Even within the groups responsible for these guidelines, however, there still appear to be significant differences of opinion. In 2003, for example, the European Group on Ethics – an advisory group to the president of the European Commission, whose views are used for assessing clinical trials funded by the commission – issued guidelines that reflected this split. Although a majority of the members of the group accepted that exceptions to the universal standard of care should be permitted, a minority disagreed.

The evidence suggests a similar split among those responsible for the 2002 version of the CIOMS guidelines. The specific guideline that deals with the choice of control in clinical trials does not mention the possibility of the type of exception considered above.
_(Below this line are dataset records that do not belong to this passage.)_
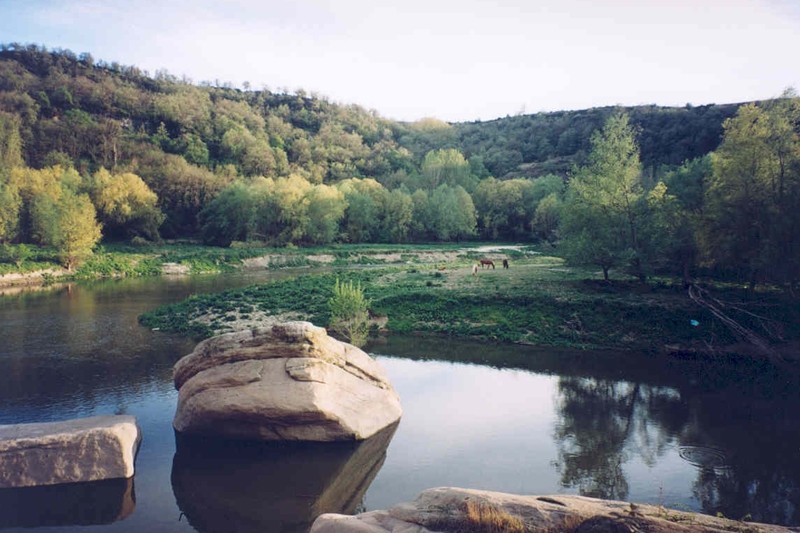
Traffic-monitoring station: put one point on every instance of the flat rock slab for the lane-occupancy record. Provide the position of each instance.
(454, 509)
(285, 382)
(71, 451)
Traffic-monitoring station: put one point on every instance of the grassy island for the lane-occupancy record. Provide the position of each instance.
(538, 300)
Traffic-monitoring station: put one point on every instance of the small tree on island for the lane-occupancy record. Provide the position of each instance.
(349, 316)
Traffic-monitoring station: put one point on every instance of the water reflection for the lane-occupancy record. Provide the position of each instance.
(237, 486)
(710, 436)
(71, 504)
(738, 432)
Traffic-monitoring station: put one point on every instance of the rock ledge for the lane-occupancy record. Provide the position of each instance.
(71, 451)
(454, 509)
(289, 381)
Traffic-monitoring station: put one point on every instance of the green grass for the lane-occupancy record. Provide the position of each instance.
(537, 301)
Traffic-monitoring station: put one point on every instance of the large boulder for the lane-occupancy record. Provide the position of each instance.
(289, 381)
(452, 509)
(71, 451)
(256, 487)
(68, 504)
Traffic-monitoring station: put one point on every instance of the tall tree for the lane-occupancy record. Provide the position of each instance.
(603, 215)
(752, 222)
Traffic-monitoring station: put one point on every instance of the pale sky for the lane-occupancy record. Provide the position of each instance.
(456, 60)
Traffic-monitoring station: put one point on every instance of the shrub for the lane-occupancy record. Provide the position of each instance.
(349, 315)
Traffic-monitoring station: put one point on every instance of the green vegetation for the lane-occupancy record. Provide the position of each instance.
(349, 313)
(89, 147)
(539, 300)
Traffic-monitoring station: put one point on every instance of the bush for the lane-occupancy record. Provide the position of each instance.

However, the commentary that accompanies the revised guidelines indicates clearly that ethics committees can, in exceptional situations and after careful consideration, approve studies with less than universal standards of care.

In particular, the CIOMS guidelines now indicate that an ethics committee "can approve a clinical trial in which the comparator is other than an established effective intervention, such as placebo or no treatment or a local remedy" if it is satisfied:
(i) that the trial addresses the health needs of the local population;
(ii) that there is assurance that the medical intervention being assessed will be made reasonably available to that population if it proves to be safe and effective; and
(iii) that the established effective intervention cannot be used as a comparator because its use would not yield scientifically reliable results relevant to the health needs of the study population.

Avoiding abuse

Although it seems generally accepted that, under certain stringent conditions, exceptions to the general rule of providing a universal standard of care are allowed, substantial disagreements remain over what these conditions should be. For there remain some differences between the guidelines in the types of reasons they consider acceptable for allowing an exception to a universal standard of care, and some variation in the minimum standard of care that they require to be provided during a trial.

Furthermore there remains the need to address the main concern of those who are critical of allowing standards of care in clinical trials to be adapted to local conditions, namely that such a strategy will lead to an exploitation of those participating in clinical trials in poor countries. The worry of such critics is that allowing exceptions to a universal standard of care would mean that studies that are forbidden in rich countries – either because they are too risky, or because they deny participants established interventions – may be carried out in countries with less stringent procedures.

Linked to this is concern that clinical trials will be approved and carried out in poor countries whose results will primarily benefit those in rich countries. This is not just a theoretical possibility; there are a number of trials in which critics argue that this has already happened. For example, a recent US study revealed that a third of US researchers and nearly half of researchers abroad believe that the interventions being tested in their research are unlikely to be available to most host country residents in the foreseeable future.

In principle, however, the problem should not arise; all the guidelines referred to above that allow exceptions do so on the understanding that the approved trial is needed to obtain knowledge of direct use to the community in which the trial takes place. The crucial need is to ensure that those asked to evaluate the ethical basis of a proposed trial can discriminate between trials that meet this criterion, and those that do not.

Another need is to ensure that an ethics review committee is able to determine whether an intervention being tested is likely in practice to be made available if it is found to be safe and effective. Again this requires ensuring that the criteria for assessing a proposed trial are sufficiently specific to allow such a reliable judgement to be made. Detailed procedures for assessing the benefits of research would help here. For they might reduce the disagreements between those sceptical of allowing different standards to be applied in different circumstances, and others who consider a variation in standards necessary to tackle urgent health problems across the world.